War Photographer – Carol Ann Duffy

War Photographer – Carol Ann Duffy

In his dark room he is finally alone
with spools of suffering set out in ordered rows.
The only light is red and softly glows,
as though this were a church and he
a priest preparing to intone a Mass.
Belfast. Beirut. Phnom Penh. All flesh is grass.

He has a job to do. Solutions slop in trays
beneath his hands, which did not tremble then
though seem to now. Rural England. Home again
to ordinary pain which simple weather can dispel,
to fields which don’t explode beneath the feet
of running children in a nightmare heat.

Something is happening. A stranger’s features
faintly start to twist before his eyes,
a half-formed ghost. He remembers the cries
of this man’s wife, how he sought approval
without words to do what someone must
and how the blood stained into foreign dust.
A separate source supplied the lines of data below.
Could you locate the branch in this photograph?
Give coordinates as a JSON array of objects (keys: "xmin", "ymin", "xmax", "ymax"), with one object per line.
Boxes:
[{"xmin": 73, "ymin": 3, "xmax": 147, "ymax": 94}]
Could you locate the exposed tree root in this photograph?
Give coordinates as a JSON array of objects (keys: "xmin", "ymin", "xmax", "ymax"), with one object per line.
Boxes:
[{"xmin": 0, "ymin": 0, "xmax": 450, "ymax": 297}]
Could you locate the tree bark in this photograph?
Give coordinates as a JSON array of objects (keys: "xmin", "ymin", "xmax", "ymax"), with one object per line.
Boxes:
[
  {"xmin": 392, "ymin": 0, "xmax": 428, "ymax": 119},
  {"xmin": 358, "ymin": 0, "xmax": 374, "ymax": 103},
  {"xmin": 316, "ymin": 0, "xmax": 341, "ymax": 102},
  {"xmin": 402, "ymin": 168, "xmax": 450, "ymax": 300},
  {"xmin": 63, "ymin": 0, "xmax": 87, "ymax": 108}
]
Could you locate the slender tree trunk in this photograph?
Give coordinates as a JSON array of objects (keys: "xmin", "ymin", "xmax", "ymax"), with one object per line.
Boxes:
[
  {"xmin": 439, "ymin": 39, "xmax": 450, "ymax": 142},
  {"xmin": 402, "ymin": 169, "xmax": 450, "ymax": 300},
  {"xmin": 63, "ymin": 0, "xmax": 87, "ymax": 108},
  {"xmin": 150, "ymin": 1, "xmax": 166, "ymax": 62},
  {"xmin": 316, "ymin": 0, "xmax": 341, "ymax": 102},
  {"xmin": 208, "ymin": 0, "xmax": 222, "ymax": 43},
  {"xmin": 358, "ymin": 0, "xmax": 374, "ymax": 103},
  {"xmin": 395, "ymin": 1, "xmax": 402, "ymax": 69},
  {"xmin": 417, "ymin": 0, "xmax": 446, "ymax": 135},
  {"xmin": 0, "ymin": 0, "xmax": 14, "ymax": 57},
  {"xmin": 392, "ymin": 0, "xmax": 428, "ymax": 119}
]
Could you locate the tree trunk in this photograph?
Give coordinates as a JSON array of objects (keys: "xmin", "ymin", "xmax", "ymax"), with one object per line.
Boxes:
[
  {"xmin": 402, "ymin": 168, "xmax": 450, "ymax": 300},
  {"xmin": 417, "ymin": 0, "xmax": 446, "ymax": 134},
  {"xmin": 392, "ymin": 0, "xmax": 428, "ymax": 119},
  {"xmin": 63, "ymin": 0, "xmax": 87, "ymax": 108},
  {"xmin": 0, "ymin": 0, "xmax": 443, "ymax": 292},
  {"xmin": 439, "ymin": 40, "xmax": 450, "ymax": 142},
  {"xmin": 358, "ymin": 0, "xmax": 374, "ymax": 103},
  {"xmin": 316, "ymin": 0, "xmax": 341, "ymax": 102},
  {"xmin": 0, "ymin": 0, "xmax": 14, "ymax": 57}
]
A hundred agonies in black and white
from which his editor will pick out five or six
for Sunday’s supplement. The reader’s eyeballs prick
with tears between the bath and pre-lunch beers.
From the aeroplane he stares impassively at where
he earns his living and they do not care.

Analysis

I love the poetry of Carol Ann Duffy, from Salome to Miss Havisham, she is always there with a point to make and a certain style in which to do it. This poem is no different either.

It we adopt a title theory attitude to it, then we see the title and we expect it to be about a man or woman who has seen war torn situations and has come home and is getting to grips with life back in civilian homecomings. Or we expect it to be set in a war torn situation, mentioning bombings and the likes, the brutality of what they are photographing. If you watch Full Metal Jacket, although for the younger audience that might be a bad idea just yet, then you will get the idea.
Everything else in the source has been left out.